Hello,
I have a collection of IEnumerable<sentence>
(sentence = string)
I want to split all sentences to words (ex: .Select(t => t.Split(' ')
), and after this I need to group this query by words to get a list of unique words.
Please, Help
Hello,
I have a collection of IEnumerable<sentence>
(sentence = string)
I want to split all sentences to words (ex: .Select(t => t.Split(' ')
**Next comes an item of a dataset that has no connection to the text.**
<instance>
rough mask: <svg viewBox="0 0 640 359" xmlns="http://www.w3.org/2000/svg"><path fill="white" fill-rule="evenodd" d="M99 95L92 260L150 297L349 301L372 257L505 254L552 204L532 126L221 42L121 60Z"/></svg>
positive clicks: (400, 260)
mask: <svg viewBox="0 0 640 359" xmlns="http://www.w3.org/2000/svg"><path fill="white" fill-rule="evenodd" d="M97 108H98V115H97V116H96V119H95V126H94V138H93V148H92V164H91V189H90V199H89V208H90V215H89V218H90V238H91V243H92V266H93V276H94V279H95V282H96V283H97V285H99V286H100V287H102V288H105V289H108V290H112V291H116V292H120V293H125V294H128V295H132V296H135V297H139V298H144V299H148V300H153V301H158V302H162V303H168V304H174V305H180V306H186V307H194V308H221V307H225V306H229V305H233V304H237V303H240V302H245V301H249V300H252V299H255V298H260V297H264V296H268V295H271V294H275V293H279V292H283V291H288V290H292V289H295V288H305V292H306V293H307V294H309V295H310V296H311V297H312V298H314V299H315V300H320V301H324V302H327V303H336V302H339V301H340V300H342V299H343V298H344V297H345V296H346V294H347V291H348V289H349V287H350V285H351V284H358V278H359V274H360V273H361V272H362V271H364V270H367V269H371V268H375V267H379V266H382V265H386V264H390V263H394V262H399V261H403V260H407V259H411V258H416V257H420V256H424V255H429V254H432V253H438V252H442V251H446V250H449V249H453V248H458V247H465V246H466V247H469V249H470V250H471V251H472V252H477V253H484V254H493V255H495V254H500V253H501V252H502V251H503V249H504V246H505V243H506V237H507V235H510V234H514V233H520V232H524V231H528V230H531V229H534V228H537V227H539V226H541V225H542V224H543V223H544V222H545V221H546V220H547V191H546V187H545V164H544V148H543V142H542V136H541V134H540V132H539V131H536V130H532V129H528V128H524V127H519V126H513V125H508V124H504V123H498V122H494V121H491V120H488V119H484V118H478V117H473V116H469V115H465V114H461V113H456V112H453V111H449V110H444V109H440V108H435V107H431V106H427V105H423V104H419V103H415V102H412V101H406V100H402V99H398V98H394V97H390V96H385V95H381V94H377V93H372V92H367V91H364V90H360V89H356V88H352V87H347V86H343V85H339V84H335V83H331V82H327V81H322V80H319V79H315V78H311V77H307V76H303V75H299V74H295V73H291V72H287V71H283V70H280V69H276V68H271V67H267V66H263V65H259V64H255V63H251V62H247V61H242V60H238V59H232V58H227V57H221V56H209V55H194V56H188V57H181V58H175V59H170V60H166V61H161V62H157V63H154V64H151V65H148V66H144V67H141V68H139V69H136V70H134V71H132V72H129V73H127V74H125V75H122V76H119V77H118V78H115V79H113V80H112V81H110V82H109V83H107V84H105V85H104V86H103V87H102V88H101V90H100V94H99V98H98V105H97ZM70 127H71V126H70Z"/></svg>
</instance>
), and after this I need to group this query by words to get a list of unique words.
Please, Help
First guess:
var uniqueWords = sentences.SelectMany(s => s.Split(' ')).Distinct();
However, you probably want to remove punctuation and go to lowercase as well; you can do that by passing more characters to Split and asking it to remove empty strings, and then calling ToLowerInvariant
on the result.
If the input sentences are from SQL, it will be IQueryable
instead of IEnumerable
, so Linq will attempt to execute the query in the database, which limits what you are able to do.
To make Linq execute in memory, giving you the full power of the BCL, use:
var uniqueWords = sentences.AsEnumerable().SelectMany(s => s.Split(' ')).Distinct();
The extra call to AsEnumerable()
gets the raw results from the database into memory, so you can then proceed as normal.